Contemporary dating culture has yielded one undeniable fact: We are dating much more frequently.
It is not unusual for an individual to go on 3+ dates in a single week -- all with different people. It's completely exhausting! And perhaps the pressure to be on your best behavior flies right out the window by date 3, because you know you'll be out again in no time with another faceless stranger. Ugh.
Just food for thought.
Regardless of the cause, there really is no good reason not to say thank you. That is, unless, your date paid begrudgingly and treated you poorly during your time together. Of course, my opinion is not the only one that matters. Per usual, I forwarded Rusty's question to our Matchmaking team to provide a more detailed collection of responses on this topic.
Matchmaker Corinne Dobbas speaks directly to Rusty and makes some interesting points about core values:
You're not being "old school." You're being clear in what it is that you want. You want to feel like your efforts are appreciated. The type of woman you want (and will likely end up dating long-term) will absolutely 100% appreciate you for picking up the bill, but more importantly communicate that to you.
There are many verbal and non-verbal signs that you pick up in the dating process. I call dating a "process" because through dating, you're able to determine your core values and preferred way of living. If your date doesn't express gratitude for taking them out, then it may very well be an indicator that she doesn't align with your core values. And not everyone will - that's why people date!
However, if you find you're really interested in your date and all aligns rather well (even if they don't express gratitude), give them a second chance. She could have just had a really long day, she could be nervous that the end of the date is approaching, or it just may have slipped her mind.
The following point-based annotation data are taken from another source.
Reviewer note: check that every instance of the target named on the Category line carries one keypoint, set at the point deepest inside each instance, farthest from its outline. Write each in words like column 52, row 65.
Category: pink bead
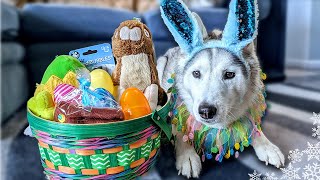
column 185, row 138
column 237, row 154
column 191, row 136
column 203, row 157
column 217, row 157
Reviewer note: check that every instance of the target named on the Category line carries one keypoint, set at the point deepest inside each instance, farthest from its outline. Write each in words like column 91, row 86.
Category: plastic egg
column 101, row 79
column 106, row 100
column 134, row 104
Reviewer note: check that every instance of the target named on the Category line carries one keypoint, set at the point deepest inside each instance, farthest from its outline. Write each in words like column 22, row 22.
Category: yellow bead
column 237, row 146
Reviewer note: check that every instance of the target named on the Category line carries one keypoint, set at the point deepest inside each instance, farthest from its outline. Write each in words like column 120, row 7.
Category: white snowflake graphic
column 290, row 173
column 270, row 176
column 316, row 132
column 295, row 155
column 312, row 172
column 313, row 151
column 255, row 176
column 316, row 118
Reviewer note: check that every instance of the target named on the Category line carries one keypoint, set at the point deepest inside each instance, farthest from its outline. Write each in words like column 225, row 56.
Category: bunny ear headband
column 240, row 30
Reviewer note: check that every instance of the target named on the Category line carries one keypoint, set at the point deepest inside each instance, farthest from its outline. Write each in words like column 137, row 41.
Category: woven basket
column 122, row 150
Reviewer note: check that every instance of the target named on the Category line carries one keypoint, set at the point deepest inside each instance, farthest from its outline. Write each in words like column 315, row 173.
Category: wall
column 315, row 31
column 303, row 38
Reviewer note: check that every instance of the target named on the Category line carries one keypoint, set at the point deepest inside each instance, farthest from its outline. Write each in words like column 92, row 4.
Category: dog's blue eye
column 196, row 74
column 229, row 75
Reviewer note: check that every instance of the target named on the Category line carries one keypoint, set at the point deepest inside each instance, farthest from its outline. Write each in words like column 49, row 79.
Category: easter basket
column 116, row 150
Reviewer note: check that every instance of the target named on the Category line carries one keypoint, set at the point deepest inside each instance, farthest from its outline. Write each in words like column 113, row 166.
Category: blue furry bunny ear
column 182, row 24
column 242, row 26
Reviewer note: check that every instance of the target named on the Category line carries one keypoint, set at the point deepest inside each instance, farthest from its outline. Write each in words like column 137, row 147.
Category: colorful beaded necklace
column 223, row 142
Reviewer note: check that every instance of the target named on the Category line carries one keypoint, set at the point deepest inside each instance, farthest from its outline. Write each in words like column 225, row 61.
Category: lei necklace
column 224, row 142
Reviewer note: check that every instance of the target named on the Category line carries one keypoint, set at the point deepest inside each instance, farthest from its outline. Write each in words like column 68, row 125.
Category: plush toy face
column 130, row 38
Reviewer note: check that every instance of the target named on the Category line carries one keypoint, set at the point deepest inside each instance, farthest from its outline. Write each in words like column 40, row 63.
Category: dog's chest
column 135, row 72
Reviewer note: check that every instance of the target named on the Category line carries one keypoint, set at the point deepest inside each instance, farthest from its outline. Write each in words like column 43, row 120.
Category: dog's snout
column 207, row 111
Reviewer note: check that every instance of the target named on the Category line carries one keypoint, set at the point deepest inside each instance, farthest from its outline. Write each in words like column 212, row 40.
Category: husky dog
column 217, row 76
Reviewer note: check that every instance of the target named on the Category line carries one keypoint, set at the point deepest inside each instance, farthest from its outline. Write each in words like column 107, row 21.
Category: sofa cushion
column 213, row 18
column 53, row 22
column 11, row 53
column 10, row 22
column 14, row 89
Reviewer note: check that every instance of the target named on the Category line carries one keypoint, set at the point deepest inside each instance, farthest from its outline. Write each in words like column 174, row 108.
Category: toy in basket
column 84, row 133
Matchmaker Sophy Singer asserts that "thank you" never goes out of style:
Of course she should say thank you!
That's not even old school. That's common courtesy. When someone treats another person (male or female) to anything, the person should say thank you, and say it like they mean it. I always expected men to pay for me on first dates (and hopefully most dates), but I still always felt special and thankful when they would meet those expectations.
Rusty is not alone here. I've read countless date feedback that expressly highlights how much the "thank you" at the end of a date was appreciated. A San Jose Member, Adam, included this with his date feedback:
"She also hit a home run by saying a genuine "thank you" after I paid the bill. It's a pet peeve of mine when that doesn't happen."
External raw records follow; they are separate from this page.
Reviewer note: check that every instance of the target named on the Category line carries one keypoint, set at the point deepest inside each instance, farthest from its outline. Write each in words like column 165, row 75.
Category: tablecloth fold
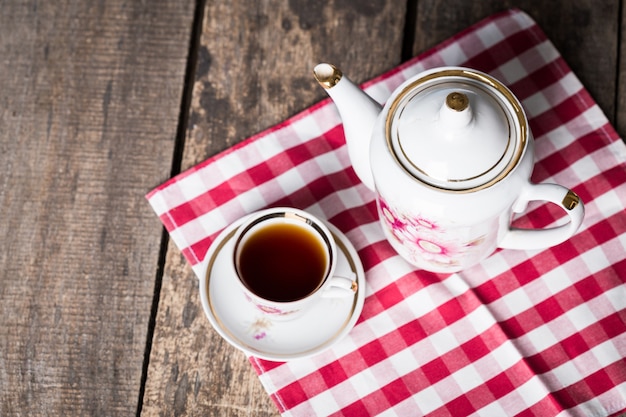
column 523, row 333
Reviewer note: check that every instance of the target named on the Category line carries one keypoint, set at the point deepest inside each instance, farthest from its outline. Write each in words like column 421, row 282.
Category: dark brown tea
column 282, row 262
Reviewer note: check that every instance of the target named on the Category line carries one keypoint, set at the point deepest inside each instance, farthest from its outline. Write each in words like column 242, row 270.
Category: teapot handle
column 530, row 239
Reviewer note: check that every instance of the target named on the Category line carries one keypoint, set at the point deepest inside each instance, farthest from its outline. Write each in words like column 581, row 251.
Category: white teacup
column 285, row 260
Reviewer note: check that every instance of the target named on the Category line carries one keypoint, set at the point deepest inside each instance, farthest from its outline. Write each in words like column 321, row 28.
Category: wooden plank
column 254, row 69
column 584, row 31
column 89, row 103
column 620, row 109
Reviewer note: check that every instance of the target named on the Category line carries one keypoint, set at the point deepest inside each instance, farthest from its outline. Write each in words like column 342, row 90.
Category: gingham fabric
column 537, row 333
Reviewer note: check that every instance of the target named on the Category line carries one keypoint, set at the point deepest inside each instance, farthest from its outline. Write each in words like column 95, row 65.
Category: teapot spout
column 358, row 111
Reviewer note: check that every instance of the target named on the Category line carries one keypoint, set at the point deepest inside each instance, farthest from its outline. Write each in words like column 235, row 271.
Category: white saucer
column 246, row 328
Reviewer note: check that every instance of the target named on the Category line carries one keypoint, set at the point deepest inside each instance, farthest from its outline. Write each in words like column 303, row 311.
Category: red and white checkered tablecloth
column 539, row 333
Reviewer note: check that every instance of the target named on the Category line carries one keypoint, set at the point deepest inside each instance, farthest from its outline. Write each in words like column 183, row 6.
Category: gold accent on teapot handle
column 571, row 200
There is something vital to note here, however. Yes, if you pay for a date you should absolutely be granted a "thank you." I agree with Sophy that this is common courtesy...
But your monetary gift is not the only expenditure exchanged.
Your date has given you their time, their conversation, and their attention. Someone's time is also an expenditure to be thankful for. So I challenge all daters to be gracious about the thank you's they receive, accept them with a "you're welcome," and offer a "thank you" back:
"You're welcome. I enjoyed getting to know you! Thank you for making the time to meet."
Now that's minding your P's and Q's!